Even though Saddam was taken out of the picture, the US found itself sucked into an Iraqi quagmire that cost it the lives of thousands of its soldiers.
The power vacuum left behind by Saddam’s defeat was seized by anti-US armed groups like Iran-linked Shiite militias and Sunni factions dominated by Al-Qaeda.
US withdrawal from Iraq in 2011 enabled Al-Qaeda, through its “Islamic State in Iraq” offshoot, to regain momentum.
The terror group quickly expanded across Iraqi cities and spilled over into neighboring Syria, where chaos that followed the revolution against the regime of President Bashar al-Assad presented a unique opportunity for strategic land grabs.
It is still early to judge if Trump’s declaration of ISIS’ defeat was rushed, especially since the group had officially lost its “caliphate” and was chased into deserts and mountains.
Today, operations staged by ISIS in Syria and Iraq suggest that the group is in the process of reorganizing its ranks in caves and desert stretches, but also go to show that it still hasn’t reached the capacity for leaving its hideouts and overrunning cities.
Although UN estimates place the number of remaining ISIS fighters in Syria and Iraq at about 10,000, it is clear that the organization has not yet decided to move to the stage of trying to launch attacks on cities and large towns.
Instead, ISIS is limiting its activity to hit-and-run attacks, bombings and assassinations.
It seems that the terrorist organization is aware that attacking cities and towns is more of a suicide mission than an expansion effort. Russian and US air forces in the region would swiftly eliminate any of its assaulting or retreating units.
While it appears that ISIS in Syria and Iraq is currently still in the process of regrouping, the image of the organization's branches around the world appears somewhat muddled. Some are successful and expanding, while others are incurring heavy losses.
In Libya, ISIS suffered a severe setback in 2017, after it lost the thousands of fighters it had gathered in the city of Sirte, its capital on the coast of the Mediterranean. It fought for seven months but was eventually defeated.
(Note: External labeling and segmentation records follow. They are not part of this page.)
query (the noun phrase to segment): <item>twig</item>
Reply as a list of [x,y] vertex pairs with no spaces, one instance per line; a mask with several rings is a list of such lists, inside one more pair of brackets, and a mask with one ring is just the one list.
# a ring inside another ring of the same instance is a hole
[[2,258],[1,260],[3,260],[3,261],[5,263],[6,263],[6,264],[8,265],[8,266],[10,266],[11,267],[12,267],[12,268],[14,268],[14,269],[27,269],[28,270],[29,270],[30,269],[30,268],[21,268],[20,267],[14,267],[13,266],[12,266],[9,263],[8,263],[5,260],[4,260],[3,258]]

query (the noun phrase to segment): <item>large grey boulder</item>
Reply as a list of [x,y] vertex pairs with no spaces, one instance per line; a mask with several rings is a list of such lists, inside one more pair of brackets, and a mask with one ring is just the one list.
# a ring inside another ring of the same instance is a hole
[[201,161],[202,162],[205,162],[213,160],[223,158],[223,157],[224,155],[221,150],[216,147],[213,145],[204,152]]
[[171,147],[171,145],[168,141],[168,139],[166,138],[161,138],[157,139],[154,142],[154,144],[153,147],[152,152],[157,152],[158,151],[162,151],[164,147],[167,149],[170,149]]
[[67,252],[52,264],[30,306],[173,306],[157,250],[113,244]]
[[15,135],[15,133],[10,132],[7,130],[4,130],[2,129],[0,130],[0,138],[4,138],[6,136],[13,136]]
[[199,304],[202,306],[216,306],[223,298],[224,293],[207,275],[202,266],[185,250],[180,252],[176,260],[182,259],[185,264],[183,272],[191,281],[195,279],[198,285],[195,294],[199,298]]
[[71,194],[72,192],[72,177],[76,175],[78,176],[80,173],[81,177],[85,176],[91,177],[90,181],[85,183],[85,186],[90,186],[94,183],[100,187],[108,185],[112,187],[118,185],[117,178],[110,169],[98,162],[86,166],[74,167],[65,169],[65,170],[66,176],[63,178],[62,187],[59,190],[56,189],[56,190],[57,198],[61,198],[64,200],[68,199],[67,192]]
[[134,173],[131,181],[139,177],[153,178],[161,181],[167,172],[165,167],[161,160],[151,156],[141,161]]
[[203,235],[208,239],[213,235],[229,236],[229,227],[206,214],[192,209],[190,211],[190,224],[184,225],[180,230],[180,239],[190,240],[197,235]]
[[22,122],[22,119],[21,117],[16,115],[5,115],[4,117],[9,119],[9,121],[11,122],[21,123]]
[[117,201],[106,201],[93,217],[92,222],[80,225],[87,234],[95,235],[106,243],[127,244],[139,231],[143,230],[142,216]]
Since then, ISIS's presence has been confined to tiny outposts deep in the southern deserts of the North African nation. Despite managing to stage a series of offensives, these outposts have been weakened greatly.
In Tunisia, ISIS failed in its venture to establish an “emirate” in the southern Ben Gardane region. The group’s activity is currently limited to mountainous areas near borders with Algeria.
In Algeria, security forces managed to eradicate the local ISIS branch, branded “Caliphate Soldiers” in 2014.
In the Sinai Peninsula, ISIS offshoots were faced by a large-scale military campaign by the Egyptian army that targeted the organization’s hideouts. Despite the apparent weakening of ISIS in Sinai, the terrorist group still announces from time to time the killing of people suspected of collaborating with the security forces.